Dear Mr. Beck,
You know, for years my father has sat me down to watch your show. He wants me to learn about the issues of the day, and about why they're so important. That's why when my father first gave me your book The Christmas Sweater two years ago, I was hesitant to pick it up — I just don't usually like to read about political literature. Of course, that doesn't mean I don't care, it's just that reading is my escape. I don't like it when books are too realistic, because then it takes away from the thrill of a new universe. But when I finally decided to read your book, it felt like a piece of its reality was catapulted into my consciousness, hitting me square in the face, and sending me on a journey through my own life.
As it so happens, I didn't really read your book until one hot summer's night in July, at least a year and a half after I got it. All I had wanted was a story that would take my mind off the heat, but even though I was soon enveloped in the swirling snow, I didn't expect to be so enthralled. It seemed like I was the little child holding my father's hand as we walked across the street on freshly fallen powder, and it's been a long time since I last felt that way. You see, while I love my father, he and I have I have always seemed to invoke the worst in each other — I question what he tells me, and then when I don't want to have a debate about it he gets frustrated and angry, which in turn makes me want to leave without learning his 'lesson.' I don't think he understand my connection to literature, or why it is that I don't think like he does. In some ways, I think he tries to live his life through me, pushing me to do and be my best — even when I really have no desire to continue something, or want to do things in my own way.
On that particular night, my father and I had been fighting again, and I picked up your book in an attempt to take my mind off of the aggravation. As I followed Eddie's story, I realized that my life could very easily be his. Your character made me remember all the wonderful times I had with my own father and how awful I'd feel if that were taken away.
In a similar way to Eddie's mother and the sweater, a few weeks earlier my father had taken me into his office and given me a few of his books on history. At the time, I said my due thanks and then promptly put them down in my room again, never to be touched. Not only didn't I see the value of his gift, but after reading The Christmas Sweater I realized that my father had been reaching out to me that day, and I had just cut down his offering of peace and rendered it worthless. I should have been thankful that he had tried to relate to me, using something I loved to teach me about something he loved. And I also realized that like Eddie's mother in the car crash, I could lose him at any time — he could just disappear one day, right this very second and I would've let him leave thinking that I didn't love him.
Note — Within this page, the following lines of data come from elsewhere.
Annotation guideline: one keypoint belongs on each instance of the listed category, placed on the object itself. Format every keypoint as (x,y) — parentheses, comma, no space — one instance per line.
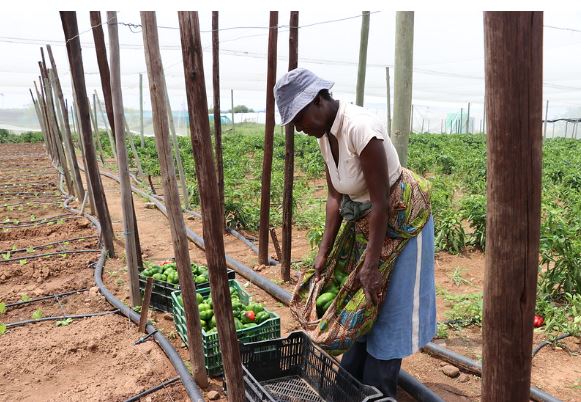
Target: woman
(364,175)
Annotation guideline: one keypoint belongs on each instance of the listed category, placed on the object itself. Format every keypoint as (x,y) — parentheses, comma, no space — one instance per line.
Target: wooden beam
(104,73)
(158,94)
(129,224)
(362,68)
(217,112)
(73,43)
(211,219)
(268,142)
(513,44)
(402,91)
(289,158)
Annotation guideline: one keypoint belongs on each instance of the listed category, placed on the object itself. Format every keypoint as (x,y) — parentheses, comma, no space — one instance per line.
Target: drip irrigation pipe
(547,342)
(30,257)
(55,296)
(474,367)
(152,389)
(416,389)
(50,244)
(40,222)
(59,318)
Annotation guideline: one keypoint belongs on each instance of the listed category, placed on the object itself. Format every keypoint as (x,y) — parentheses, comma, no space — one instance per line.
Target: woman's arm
(332,224)
(374,166)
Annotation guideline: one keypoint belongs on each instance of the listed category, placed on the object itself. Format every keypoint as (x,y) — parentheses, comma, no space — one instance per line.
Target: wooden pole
(289,158)
(158,94)
(360,89)
(468,119)
(232,108)
(71,30)
(402,95)
(141,133)
(513,80)
(129,224)
(217,113)
(176,147)
(268,142)
(211,219)
(101,50)
(388,101)
(70,148)
(110,134)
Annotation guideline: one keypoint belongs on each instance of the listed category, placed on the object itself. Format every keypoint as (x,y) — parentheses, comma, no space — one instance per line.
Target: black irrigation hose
(416,389)
(55,296)
(40,222)
(547,342)
(29,257)
(50,244)
(60,318)
(474,367)
(152,389)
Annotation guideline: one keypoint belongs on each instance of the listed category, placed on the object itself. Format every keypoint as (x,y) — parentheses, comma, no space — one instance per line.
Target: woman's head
(304,100)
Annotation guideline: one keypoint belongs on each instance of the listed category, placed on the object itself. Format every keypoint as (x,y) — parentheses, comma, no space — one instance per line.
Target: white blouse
(354,127)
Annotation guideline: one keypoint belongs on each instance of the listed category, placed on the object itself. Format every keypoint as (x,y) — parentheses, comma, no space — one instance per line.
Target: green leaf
(37,314)
(64,323)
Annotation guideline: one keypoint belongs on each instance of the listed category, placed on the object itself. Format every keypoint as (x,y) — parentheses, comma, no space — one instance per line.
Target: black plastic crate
(161,291)
(295,369)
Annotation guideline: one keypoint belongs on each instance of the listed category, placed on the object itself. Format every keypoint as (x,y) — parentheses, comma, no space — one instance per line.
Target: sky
(448,55)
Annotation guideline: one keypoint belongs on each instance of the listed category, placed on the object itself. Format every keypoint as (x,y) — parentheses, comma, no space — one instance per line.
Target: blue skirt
(407,318)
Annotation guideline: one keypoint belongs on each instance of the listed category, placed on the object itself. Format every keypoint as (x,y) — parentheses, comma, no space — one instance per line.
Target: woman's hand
(370,279)
(319,264)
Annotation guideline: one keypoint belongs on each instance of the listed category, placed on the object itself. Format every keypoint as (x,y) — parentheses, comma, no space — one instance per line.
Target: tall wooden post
(158,94)
(268,141)
(211,219)
(71,30)
(513,79)
(468,119)
(402,92)
(217,114)
(101,50)
(289,157)
(141,134)
(388,101)
(70,148)
(360,89)
(129,223)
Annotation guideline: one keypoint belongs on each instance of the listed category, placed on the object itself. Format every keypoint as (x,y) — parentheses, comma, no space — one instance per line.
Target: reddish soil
(102,347)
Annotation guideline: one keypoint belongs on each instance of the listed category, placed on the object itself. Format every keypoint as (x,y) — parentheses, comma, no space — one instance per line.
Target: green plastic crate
(266,330)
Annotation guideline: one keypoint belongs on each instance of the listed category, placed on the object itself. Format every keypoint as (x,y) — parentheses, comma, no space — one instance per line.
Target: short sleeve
(361,134)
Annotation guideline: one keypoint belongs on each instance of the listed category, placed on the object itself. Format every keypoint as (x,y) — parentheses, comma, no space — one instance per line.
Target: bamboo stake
(158,94)
(129,223)
(67,128)
(289,161)
(211,219)
(514,84)
(268,142)
(217,113)
(360,90)
(71,30)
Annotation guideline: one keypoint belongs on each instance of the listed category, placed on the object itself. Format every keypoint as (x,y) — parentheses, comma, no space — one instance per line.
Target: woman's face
(311,119)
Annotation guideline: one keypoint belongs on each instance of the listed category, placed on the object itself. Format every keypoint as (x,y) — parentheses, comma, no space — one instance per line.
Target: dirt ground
(47,360)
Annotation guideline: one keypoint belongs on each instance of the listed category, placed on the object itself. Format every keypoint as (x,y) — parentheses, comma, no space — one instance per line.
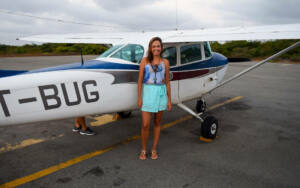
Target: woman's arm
(167,79)
(140,82)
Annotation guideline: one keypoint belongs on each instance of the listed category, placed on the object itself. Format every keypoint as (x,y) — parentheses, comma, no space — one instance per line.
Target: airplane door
(170,53)
(197,73)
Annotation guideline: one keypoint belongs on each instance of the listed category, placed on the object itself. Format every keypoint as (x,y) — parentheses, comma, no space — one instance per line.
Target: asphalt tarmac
(258,143)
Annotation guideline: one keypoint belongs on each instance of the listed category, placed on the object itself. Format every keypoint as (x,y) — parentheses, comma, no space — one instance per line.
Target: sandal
(143,155)
(154,155)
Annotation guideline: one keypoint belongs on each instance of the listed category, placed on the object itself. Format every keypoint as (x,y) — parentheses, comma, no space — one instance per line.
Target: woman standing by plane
(156,97)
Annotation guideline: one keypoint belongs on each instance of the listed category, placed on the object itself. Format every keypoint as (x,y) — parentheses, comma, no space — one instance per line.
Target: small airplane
(108,83)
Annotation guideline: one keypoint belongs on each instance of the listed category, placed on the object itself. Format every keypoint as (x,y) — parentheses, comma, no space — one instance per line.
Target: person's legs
(156,132)
(146,117)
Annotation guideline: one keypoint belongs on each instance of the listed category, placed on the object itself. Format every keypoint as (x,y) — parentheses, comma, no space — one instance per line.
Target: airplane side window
(170,54)
(131,52)
(110,51)
(207,50)
(190,53)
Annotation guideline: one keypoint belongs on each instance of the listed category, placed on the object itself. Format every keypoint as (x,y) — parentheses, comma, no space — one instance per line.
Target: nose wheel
(209,125)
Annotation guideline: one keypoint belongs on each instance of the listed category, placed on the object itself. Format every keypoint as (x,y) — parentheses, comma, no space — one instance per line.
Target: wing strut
(255,66)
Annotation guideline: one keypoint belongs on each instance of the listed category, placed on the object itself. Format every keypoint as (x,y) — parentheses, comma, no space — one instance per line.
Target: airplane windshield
(110,51)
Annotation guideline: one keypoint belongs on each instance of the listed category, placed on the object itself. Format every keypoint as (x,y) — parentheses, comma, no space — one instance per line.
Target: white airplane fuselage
(98,86)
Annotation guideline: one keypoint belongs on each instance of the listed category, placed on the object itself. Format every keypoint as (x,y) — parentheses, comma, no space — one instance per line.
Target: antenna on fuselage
(82,62)
(176,15)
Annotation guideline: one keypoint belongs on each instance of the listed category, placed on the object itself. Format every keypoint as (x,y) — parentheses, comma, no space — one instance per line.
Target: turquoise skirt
(154,98)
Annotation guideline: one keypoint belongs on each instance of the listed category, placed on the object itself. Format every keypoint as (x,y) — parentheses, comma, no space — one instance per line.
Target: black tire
(209,127)
(124,114)
(201,106)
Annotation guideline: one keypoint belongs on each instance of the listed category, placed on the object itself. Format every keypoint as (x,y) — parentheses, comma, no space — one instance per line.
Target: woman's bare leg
(156,129)
(146,118)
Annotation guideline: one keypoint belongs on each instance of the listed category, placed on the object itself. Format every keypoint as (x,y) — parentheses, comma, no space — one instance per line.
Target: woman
(154,76)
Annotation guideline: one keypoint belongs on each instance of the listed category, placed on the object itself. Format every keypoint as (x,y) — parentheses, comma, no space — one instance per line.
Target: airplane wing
(266,32)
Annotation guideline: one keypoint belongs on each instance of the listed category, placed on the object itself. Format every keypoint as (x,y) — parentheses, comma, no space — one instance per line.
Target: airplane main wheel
(209,128)
(124,114)
(201,106)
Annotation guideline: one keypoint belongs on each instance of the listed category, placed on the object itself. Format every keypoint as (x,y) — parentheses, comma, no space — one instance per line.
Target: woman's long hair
(149,53)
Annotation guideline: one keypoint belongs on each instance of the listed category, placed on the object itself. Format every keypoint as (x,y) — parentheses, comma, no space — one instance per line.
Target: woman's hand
(169,106)
(140,103)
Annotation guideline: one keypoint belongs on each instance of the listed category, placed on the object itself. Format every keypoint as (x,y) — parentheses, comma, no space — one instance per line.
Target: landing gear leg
(201,106)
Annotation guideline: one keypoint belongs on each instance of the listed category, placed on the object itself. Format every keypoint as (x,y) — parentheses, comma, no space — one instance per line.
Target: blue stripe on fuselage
(216,60)
(91,64)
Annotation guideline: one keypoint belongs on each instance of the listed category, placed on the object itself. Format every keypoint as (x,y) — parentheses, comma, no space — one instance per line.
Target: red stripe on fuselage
(189,74)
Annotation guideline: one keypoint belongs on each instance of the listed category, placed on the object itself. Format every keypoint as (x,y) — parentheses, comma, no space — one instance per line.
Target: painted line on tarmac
(25,143)
(81,158)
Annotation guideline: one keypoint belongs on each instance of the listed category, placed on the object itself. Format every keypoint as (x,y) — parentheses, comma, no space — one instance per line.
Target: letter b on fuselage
(51,97)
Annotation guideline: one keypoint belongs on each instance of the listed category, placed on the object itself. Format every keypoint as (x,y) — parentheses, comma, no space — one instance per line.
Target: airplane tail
(6,73)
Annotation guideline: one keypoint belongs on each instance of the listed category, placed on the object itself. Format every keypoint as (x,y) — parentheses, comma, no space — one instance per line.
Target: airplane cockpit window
(190,53)
(110,51)
(130,52)
(170,54)
(207,50)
Mr. Beck, I wanted to thank you. Thank you for reminding me that love comes in so many more ways than just in hugs and words — it comes with the choices you make every day, and the things that you do to show it. You have inspired me to forgive and make peace with my father, even when it's hard, and be grateful for all the little sacrifices he makes for me every day. You have so eloquently reminded me to count all my blessings each and every day, and that every choice we make affects someone besides ourselves. Most of all, thanks to you I forgave my father that night — and I remember your words to this day. Thank you.